The dataset comes from the [Bike Store Sample Database](https://www.kaggle.com/datasets/dillonmyrick/bike-store-sample-database) by Dillon Myrick. It models a fictional bike retailer with multiple stores, products, customers, and staff. Each table connects to others using foreign keys such as `customer_id`, `store_id`, and `product_id`.

You’ll:
- Connect to a local SQLite database
- Create tables using `pandas.to_sql()`
- Write and test SQL queries using `pd.read_sql()`

All of your work will take place directly in this notebook. Each question prompt is written below as a Markdown cell, followed by an empty code cell for you to write your query.
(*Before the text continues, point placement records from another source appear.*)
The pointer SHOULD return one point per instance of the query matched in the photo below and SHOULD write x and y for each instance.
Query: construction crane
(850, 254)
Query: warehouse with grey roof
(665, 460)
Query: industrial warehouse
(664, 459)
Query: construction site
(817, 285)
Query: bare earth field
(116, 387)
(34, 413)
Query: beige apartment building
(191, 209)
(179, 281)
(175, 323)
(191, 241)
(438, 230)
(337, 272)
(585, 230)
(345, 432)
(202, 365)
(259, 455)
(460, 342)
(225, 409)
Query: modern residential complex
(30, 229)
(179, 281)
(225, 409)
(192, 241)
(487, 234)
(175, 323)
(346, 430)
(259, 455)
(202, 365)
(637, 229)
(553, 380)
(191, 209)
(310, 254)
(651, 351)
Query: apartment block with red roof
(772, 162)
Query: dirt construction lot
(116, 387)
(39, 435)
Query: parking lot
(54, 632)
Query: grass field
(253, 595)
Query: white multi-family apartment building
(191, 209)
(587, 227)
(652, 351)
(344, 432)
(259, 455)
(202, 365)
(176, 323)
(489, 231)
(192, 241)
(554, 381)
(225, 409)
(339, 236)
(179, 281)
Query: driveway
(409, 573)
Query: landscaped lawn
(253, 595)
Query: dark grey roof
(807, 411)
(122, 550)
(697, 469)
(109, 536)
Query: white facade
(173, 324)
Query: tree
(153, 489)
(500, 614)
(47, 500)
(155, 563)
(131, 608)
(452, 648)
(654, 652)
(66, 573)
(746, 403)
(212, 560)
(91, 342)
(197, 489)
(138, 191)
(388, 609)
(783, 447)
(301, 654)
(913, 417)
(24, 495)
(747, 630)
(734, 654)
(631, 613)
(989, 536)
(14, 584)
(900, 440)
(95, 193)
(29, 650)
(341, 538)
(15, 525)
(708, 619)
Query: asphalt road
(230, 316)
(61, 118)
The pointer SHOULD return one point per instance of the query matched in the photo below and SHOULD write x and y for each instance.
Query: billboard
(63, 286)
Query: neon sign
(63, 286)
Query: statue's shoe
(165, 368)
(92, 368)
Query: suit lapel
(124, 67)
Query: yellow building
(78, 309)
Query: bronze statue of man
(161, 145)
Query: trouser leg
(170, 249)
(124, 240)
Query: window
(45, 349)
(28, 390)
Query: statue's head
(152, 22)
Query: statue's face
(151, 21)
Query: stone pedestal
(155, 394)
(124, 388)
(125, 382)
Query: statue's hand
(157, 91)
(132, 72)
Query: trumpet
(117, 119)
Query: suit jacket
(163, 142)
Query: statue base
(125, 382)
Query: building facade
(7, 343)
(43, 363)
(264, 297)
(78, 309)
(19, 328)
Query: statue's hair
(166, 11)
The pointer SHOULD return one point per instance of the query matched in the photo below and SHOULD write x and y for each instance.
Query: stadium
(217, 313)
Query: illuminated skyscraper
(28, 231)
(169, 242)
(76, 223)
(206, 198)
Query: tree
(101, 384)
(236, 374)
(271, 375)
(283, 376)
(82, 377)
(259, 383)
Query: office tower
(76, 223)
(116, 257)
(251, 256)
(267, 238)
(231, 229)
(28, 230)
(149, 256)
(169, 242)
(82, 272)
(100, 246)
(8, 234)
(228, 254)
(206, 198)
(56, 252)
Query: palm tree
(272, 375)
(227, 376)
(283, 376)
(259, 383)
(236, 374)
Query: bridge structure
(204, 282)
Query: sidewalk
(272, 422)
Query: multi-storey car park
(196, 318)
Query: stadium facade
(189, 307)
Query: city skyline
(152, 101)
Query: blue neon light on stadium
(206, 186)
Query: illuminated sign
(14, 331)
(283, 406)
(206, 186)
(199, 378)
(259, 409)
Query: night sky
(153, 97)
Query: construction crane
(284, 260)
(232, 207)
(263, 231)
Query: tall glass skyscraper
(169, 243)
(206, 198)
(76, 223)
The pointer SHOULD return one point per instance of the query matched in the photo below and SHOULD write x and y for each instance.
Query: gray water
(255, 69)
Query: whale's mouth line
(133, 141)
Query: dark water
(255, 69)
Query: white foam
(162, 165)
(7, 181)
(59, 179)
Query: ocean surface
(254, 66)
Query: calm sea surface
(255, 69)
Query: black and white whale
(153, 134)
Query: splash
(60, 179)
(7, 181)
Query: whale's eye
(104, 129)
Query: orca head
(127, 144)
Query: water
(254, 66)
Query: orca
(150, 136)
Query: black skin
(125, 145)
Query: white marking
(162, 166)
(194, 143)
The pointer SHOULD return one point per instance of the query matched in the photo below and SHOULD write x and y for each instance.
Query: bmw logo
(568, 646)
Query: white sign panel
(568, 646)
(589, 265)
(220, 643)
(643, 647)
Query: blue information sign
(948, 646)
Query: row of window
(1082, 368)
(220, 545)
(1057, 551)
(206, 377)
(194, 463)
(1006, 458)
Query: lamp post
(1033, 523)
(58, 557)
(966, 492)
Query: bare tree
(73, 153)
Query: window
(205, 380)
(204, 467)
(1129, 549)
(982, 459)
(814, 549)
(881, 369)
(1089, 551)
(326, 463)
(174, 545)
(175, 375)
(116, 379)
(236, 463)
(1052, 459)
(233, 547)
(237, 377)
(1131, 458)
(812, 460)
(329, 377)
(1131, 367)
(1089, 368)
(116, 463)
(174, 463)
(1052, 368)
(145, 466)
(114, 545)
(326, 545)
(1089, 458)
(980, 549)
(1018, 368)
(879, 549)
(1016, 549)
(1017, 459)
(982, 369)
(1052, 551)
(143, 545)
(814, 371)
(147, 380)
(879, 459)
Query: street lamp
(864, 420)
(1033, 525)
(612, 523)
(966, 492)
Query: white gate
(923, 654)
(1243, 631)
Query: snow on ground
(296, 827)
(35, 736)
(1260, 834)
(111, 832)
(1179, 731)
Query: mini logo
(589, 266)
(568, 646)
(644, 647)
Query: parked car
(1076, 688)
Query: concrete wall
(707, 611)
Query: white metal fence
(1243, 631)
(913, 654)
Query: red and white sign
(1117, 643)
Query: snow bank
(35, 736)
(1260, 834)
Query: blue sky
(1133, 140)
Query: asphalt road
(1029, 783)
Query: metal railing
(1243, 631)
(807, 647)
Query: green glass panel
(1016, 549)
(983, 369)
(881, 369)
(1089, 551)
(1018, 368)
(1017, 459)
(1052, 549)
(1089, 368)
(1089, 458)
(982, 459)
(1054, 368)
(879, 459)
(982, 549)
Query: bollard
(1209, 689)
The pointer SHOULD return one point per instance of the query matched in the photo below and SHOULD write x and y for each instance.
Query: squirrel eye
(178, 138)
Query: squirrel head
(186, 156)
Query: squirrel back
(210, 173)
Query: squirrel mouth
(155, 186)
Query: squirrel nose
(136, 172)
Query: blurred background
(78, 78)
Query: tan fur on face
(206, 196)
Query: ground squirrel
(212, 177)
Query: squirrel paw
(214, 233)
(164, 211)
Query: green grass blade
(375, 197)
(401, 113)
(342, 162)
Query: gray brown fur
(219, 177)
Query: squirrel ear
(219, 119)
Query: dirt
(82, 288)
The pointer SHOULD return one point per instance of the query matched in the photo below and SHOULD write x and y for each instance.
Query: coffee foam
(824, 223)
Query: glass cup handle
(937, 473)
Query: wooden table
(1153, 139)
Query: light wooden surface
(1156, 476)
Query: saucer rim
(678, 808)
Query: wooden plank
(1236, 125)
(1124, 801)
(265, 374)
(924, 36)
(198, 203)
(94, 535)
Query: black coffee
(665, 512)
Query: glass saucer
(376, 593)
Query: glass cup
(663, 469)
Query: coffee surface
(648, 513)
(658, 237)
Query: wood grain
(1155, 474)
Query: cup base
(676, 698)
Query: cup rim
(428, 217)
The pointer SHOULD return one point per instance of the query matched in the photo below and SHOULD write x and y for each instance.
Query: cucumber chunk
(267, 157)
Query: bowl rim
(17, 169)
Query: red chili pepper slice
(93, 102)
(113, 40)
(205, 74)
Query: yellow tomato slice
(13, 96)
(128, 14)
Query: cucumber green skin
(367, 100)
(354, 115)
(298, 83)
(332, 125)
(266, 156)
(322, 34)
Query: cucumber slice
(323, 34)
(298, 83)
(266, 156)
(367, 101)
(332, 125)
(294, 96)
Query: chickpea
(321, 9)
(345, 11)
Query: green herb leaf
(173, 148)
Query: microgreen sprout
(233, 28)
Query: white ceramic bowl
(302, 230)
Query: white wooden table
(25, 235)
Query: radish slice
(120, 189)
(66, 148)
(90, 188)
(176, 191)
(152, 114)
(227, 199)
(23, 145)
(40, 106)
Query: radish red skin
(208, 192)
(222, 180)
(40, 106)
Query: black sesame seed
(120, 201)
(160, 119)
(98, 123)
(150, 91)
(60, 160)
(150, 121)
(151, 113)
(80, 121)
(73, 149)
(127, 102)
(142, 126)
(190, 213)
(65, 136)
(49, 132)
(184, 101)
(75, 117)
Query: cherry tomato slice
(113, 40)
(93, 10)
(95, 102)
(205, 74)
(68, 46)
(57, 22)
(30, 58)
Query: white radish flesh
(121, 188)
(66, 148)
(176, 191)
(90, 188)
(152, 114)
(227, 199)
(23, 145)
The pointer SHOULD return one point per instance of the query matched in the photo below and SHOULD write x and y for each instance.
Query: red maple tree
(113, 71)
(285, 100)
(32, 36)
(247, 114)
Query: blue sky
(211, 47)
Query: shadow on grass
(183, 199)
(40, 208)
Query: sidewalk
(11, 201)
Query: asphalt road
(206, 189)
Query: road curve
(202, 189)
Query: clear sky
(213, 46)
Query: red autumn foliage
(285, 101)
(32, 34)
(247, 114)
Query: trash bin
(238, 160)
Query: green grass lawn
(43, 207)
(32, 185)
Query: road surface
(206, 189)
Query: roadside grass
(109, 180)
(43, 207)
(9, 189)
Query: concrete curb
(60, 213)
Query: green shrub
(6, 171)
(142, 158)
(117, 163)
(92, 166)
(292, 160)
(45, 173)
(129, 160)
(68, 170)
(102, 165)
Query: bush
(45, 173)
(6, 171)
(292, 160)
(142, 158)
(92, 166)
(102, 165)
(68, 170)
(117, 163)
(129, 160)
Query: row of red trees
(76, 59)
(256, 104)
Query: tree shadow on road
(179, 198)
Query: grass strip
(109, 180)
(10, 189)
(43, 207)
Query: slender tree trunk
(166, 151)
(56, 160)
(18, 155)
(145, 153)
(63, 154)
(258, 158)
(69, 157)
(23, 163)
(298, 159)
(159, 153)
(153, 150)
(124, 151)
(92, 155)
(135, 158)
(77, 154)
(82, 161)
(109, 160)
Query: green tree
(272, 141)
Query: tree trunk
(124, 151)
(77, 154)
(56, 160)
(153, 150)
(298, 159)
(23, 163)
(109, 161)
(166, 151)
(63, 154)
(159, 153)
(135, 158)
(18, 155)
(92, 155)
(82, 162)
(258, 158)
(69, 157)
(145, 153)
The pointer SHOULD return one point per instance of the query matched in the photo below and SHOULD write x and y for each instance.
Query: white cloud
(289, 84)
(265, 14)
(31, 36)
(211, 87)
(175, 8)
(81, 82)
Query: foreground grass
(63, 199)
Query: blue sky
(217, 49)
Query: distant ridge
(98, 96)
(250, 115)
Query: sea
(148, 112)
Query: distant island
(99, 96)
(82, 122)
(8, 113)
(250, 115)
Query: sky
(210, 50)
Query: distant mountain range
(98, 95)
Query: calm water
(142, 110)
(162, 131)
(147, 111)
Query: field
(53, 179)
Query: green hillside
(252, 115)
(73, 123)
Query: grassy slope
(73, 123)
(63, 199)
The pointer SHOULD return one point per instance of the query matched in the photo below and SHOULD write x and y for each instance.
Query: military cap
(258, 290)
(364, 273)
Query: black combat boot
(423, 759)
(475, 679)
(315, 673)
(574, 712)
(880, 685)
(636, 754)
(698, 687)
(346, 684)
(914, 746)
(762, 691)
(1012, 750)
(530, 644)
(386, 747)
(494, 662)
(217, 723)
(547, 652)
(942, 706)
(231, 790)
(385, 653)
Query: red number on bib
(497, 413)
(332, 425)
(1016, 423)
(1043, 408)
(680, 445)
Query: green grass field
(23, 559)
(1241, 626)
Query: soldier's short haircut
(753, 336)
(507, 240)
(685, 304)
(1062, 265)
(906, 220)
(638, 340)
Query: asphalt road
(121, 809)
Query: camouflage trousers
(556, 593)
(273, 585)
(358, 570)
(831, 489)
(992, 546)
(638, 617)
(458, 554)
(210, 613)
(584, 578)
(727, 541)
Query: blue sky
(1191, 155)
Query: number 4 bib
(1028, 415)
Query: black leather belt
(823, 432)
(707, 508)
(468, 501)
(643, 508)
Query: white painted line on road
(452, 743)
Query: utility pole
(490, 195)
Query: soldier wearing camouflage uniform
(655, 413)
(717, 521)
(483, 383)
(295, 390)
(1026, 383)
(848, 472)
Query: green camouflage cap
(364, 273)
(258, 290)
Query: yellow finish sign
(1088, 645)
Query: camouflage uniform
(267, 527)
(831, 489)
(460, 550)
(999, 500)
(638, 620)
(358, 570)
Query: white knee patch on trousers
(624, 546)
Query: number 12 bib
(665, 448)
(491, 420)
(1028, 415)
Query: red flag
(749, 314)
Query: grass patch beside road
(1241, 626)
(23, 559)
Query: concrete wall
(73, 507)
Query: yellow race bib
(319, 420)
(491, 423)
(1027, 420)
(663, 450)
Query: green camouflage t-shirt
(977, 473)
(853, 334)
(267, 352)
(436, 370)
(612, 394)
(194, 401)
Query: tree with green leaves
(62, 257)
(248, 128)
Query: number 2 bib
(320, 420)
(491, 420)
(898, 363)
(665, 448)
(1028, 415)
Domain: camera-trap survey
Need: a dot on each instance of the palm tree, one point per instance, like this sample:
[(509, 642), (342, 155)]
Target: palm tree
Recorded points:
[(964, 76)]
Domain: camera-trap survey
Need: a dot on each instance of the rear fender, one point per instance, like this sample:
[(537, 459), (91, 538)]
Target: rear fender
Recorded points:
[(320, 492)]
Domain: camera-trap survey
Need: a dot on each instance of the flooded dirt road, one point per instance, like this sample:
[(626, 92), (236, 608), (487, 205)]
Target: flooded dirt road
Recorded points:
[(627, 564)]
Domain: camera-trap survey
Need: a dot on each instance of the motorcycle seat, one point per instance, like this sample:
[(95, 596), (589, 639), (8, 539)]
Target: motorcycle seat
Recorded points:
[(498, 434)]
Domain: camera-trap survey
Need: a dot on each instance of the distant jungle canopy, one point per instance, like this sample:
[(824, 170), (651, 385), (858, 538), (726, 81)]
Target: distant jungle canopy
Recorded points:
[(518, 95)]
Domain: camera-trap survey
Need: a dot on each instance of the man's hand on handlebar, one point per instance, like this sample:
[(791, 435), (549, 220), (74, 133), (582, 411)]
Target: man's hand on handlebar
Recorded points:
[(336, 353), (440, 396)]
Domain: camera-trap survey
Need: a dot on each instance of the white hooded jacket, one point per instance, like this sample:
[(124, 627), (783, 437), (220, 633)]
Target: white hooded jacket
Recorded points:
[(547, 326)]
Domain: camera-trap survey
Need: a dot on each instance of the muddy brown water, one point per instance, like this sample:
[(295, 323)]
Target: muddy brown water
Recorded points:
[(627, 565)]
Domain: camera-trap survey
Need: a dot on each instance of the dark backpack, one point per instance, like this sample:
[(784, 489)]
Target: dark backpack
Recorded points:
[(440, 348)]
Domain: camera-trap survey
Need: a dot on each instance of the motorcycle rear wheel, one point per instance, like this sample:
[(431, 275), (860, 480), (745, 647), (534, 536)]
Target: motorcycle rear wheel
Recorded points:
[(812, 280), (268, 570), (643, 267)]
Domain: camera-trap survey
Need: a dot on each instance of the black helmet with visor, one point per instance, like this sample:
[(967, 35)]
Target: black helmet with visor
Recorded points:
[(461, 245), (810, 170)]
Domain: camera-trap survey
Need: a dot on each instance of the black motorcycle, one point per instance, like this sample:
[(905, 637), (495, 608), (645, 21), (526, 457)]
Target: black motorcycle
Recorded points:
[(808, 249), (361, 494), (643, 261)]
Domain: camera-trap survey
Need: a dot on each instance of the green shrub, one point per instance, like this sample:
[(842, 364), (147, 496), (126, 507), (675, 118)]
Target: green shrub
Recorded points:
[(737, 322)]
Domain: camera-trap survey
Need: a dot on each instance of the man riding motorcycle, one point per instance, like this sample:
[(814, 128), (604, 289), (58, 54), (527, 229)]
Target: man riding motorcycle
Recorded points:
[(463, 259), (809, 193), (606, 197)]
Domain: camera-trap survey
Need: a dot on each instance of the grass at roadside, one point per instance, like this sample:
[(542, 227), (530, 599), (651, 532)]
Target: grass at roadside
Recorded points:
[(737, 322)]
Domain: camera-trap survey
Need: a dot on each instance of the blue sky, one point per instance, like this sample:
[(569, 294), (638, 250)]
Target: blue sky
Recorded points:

## Step 1: Connect to the Database

Run the following cell to connect to (or create) a SQLite database called `bike_store.db`.  
If the file doesn’t exist yet, SQLite will automatically create it.


In [None]:
import sqlite3
import pandas as pd
import glob
import os



In [2]:
connection = sqlite3.connect("bike_store.db")
connection

<sqlite3.Connection at 0x21b6e109c60>


## Step 2: Create Tables from CSV Files

The `data/` folder contains one CSV file per table.  
Use `pandas.read_csv()` and `DataFrame.to_sql()` to load each file into your database.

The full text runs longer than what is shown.